I told him so and he smiled that rather wry tired smile and said, ‘I don’t believe you will think so next Monday. I have a feeling that I shall not see you again.’
‘But when the police catch you, I will come and see you, and we will arrange about your defence.’
He shrugged his shoulders. ‘Maybe,’ he said. ‘It is good of you. But it is not the police I fear. When I told you there was someone else after the plans beside the Calboyd Diesel Company, I meant it. Germany wants them too. They discovered I was not dead and what Fritz Thessen had told them whetted their appetites. But if I told you who their agents in this country were, you would laugh at me and I should be discredited in your eyes. But when I am dead, you will know it, and then you will know who murdered my friend Llewellin. Goodbye, Mr Kilmartin.’ He held out his hand and, as I shook it, he said, ‘I cannot thank you enough for listening to me so patiently. I shall hope to see you next Monday. If not, I have your promise to go round to my lodgings?’
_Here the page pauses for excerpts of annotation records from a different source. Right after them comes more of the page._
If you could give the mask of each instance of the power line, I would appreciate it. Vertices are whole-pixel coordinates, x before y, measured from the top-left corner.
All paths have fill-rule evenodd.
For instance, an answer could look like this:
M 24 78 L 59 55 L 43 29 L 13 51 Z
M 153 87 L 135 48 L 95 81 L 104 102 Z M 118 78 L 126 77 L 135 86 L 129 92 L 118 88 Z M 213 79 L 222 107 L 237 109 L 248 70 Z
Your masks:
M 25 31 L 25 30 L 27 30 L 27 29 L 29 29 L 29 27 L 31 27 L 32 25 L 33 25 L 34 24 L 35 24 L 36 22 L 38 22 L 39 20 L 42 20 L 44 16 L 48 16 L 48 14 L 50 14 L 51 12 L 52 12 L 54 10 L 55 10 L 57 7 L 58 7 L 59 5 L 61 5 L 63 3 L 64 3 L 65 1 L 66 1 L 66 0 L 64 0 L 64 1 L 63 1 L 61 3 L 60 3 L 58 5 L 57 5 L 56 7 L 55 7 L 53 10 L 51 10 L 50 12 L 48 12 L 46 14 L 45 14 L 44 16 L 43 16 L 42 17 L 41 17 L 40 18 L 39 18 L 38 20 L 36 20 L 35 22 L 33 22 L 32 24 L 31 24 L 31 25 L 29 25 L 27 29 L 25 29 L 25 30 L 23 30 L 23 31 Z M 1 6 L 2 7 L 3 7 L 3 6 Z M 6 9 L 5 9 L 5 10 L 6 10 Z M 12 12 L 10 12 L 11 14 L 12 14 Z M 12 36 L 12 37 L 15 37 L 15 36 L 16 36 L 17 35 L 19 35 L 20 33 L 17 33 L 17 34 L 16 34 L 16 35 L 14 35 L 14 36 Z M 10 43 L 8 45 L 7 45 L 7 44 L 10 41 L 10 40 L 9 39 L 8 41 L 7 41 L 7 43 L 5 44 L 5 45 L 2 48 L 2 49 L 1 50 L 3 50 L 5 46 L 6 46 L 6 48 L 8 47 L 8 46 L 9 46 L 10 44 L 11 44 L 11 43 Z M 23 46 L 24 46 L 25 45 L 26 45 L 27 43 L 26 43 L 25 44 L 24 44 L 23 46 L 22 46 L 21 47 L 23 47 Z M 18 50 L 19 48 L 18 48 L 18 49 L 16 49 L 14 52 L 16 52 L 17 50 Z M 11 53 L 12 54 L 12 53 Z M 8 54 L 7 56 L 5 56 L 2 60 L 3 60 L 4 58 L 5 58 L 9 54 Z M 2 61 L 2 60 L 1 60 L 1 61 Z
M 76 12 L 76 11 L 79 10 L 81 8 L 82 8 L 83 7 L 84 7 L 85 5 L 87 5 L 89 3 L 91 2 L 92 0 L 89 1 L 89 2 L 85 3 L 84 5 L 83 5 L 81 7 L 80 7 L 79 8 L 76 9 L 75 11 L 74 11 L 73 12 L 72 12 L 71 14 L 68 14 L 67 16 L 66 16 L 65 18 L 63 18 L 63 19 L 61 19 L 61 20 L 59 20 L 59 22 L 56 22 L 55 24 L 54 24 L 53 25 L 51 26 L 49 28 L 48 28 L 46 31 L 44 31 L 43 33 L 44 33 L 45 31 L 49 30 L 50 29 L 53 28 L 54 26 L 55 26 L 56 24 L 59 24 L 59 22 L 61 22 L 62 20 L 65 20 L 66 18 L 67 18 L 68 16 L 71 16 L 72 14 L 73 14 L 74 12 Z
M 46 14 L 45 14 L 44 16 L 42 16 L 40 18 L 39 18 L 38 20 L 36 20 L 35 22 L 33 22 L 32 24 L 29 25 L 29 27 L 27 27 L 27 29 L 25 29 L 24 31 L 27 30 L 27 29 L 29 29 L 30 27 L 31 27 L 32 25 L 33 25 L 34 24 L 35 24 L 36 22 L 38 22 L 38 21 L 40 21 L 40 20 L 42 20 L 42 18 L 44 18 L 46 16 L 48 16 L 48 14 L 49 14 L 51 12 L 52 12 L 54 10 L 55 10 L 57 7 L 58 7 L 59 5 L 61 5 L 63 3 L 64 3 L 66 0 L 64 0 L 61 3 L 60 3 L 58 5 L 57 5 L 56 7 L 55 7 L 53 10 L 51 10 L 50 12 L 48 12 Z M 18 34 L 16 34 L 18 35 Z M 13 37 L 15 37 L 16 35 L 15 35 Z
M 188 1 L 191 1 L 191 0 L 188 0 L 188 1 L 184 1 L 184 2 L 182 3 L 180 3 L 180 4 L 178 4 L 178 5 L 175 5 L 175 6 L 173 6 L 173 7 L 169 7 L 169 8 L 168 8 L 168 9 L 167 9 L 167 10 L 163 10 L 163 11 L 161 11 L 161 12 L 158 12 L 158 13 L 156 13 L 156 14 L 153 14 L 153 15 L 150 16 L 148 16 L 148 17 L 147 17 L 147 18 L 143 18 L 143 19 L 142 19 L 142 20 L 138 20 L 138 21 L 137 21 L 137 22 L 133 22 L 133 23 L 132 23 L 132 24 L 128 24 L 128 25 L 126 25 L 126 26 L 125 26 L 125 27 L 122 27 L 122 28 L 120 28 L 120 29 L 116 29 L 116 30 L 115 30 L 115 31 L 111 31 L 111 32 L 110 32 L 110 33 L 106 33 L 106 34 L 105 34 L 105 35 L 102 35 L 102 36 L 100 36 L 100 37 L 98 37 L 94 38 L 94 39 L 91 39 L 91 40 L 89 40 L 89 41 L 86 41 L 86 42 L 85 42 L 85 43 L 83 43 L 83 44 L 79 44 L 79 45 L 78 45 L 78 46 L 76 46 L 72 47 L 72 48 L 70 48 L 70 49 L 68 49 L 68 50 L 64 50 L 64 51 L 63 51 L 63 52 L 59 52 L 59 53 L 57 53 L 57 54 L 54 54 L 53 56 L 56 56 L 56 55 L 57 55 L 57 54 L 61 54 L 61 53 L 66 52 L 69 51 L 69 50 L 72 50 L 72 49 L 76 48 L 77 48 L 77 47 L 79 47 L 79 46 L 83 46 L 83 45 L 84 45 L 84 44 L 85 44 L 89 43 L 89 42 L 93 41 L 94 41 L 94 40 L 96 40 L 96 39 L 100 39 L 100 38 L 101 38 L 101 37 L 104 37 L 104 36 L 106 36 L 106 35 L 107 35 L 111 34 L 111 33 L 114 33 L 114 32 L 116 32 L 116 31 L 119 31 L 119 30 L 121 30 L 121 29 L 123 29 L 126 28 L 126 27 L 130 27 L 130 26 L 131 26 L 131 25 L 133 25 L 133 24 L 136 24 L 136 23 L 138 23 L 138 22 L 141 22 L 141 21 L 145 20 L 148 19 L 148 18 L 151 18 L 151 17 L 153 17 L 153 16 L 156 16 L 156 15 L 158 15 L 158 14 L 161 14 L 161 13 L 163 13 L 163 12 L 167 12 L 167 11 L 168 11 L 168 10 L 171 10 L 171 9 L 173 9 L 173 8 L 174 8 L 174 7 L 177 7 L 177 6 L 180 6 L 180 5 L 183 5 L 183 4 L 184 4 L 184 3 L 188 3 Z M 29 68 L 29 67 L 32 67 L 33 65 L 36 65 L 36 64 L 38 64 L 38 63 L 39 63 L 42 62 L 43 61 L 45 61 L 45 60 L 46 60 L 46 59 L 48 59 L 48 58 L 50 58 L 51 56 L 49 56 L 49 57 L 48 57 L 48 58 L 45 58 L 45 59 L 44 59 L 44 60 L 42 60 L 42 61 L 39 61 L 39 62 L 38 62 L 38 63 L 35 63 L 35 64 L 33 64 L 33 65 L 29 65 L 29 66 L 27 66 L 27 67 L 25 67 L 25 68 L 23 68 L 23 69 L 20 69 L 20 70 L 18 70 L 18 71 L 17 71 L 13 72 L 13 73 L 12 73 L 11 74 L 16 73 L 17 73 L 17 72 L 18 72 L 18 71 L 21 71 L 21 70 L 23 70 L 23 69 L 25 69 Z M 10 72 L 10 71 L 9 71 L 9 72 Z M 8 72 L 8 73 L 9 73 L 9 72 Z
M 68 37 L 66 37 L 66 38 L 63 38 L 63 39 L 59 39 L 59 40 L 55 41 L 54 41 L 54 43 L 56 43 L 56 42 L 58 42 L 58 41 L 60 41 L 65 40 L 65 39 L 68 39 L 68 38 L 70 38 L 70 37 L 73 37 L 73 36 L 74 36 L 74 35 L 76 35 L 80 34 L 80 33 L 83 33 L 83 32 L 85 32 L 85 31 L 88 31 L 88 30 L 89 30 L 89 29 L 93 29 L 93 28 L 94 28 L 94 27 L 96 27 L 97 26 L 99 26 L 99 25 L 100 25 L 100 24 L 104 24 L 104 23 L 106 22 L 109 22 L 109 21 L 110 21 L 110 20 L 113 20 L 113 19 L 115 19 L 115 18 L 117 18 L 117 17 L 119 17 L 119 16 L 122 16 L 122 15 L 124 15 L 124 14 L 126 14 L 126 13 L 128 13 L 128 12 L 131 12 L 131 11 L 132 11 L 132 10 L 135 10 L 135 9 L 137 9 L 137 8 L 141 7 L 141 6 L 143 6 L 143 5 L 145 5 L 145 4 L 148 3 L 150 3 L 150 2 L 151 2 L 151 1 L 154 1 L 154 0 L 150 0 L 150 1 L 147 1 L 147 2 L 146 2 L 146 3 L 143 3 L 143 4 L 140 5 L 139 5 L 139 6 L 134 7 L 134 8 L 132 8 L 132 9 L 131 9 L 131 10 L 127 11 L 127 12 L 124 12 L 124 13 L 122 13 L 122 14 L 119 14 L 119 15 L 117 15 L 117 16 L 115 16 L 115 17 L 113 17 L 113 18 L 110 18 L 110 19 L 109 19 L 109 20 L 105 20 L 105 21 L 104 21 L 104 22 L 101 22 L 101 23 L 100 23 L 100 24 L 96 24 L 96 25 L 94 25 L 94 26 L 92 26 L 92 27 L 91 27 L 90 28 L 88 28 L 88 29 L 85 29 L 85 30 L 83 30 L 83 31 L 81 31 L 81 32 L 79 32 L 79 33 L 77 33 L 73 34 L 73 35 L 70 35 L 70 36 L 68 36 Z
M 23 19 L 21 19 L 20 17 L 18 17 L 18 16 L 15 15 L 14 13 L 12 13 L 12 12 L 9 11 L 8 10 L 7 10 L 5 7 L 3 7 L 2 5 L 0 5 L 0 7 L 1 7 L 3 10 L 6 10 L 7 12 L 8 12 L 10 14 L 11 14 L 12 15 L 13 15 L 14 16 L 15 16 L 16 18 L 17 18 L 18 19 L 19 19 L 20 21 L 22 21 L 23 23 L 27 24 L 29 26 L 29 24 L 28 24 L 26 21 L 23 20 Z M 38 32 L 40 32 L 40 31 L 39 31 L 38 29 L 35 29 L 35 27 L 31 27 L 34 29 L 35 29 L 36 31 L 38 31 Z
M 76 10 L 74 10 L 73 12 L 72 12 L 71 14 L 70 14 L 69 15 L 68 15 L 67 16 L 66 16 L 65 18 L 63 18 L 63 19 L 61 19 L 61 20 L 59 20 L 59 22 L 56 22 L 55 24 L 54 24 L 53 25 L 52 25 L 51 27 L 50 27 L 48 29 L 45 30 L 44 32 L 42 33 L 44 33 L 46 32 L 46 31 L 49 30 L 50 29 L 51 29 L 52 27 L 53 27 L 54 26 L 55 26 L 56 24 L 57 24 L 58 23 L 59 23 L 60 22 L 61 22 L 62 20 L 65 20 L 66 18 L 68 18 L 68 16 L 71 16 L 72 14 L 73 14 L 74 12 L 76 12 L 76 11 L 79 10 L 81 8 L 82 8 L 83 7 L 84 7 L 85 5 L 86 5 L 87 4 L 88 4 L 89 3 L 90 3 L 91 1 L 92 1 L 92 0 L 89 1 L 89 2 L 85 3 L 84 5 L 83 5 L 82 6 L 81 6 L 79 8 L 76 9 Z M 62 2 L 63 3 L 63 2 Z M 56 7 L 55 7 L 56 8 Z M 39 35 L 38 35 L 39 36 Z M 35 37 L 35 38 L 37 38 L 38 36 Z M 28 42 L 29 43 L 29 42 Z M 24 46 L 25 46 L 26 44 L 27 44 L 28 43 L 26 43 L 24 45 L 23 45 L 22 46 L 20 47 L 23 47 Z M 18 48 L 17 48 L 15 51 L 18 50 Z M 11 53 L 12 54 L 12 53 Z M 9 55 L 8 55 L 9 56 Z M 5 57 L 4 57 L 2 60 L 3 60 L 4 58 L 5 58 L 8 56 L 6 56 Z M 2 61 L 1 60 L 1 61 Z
His face was perfectly serious. I nodded. I could do nothing else. His grip on my hand tightened. ‘I think you will find it is not a case for the police — at first.’ Then he fished in his pocket and pulled out an envelope. ‘That is a letter for my daughter, Freya, when you find her. The address of my lodgings is written in the corner.’ He put it on my desk and, replacing his glasses and picking up his bowler hat, turned and went out of my office.
I sat down and tried to puzzle it out over a cup of tea. The man’s story was convincing, at any rate in part. I couldn’t believe he was a murderer. His point about Evan Llewellin being a bigger and younger man than himself, and the impossibility of his having held him under the drill with one hand while he operated it with the other, was sound enough. And yet it was fantastic. All that about Nazi agents after his diesel engine plans and the murder being a frame-up to get him out of the way. If they had wanted him out of the way and were prepared to kill a man to achieve their ends, it would surely have been much simpler and much surer to have killed him? Who was he suspecting of being a Nazi agent that I should laugh at the accusation? And all that rigmarole about how the Calboyd Diesel Company had queered his pitch at the Air Ministry by saying they had tested his engine and considered him a crank. The story was real enough to him. Of that I was certain. But he saw events with a distorted mind. Up to the time of his escape from the concentration camp the story was certainly accurate, but the rest, though based on truth, seemed to have been coloured by an unbalanced mind. God knows what he had suffered in that concentration camp! He had not gone into details about those two months. But, judging by what I had heard of other such camps, it would have been sufficient to affect the balance of a sensitive and brilliant mind.
But then there was that point about Llewellin being stronger than he. On a sudden impulse I picked up the phone and asked my typist to try and get me Inspector Crisham at the Yard. Crisham was in and knew enough about the case to answer my query. ‘We realised that difficulty,’ he said. ‘But the men were on friendly terms and it wouldn’t have been impossible for Schmidt to get Llewellin to bend down to examine something under the drill. Part of a gun-mounting was found under it. More probably Llewellin bent down to adjust something and Schmidt seized his opportunity and pulled the drill lever over. What’s your interest in the case?’ I explained hastily that it had interested me and I wanted to clear up a point that had been worrying me. I rang off before he could ask any more questions.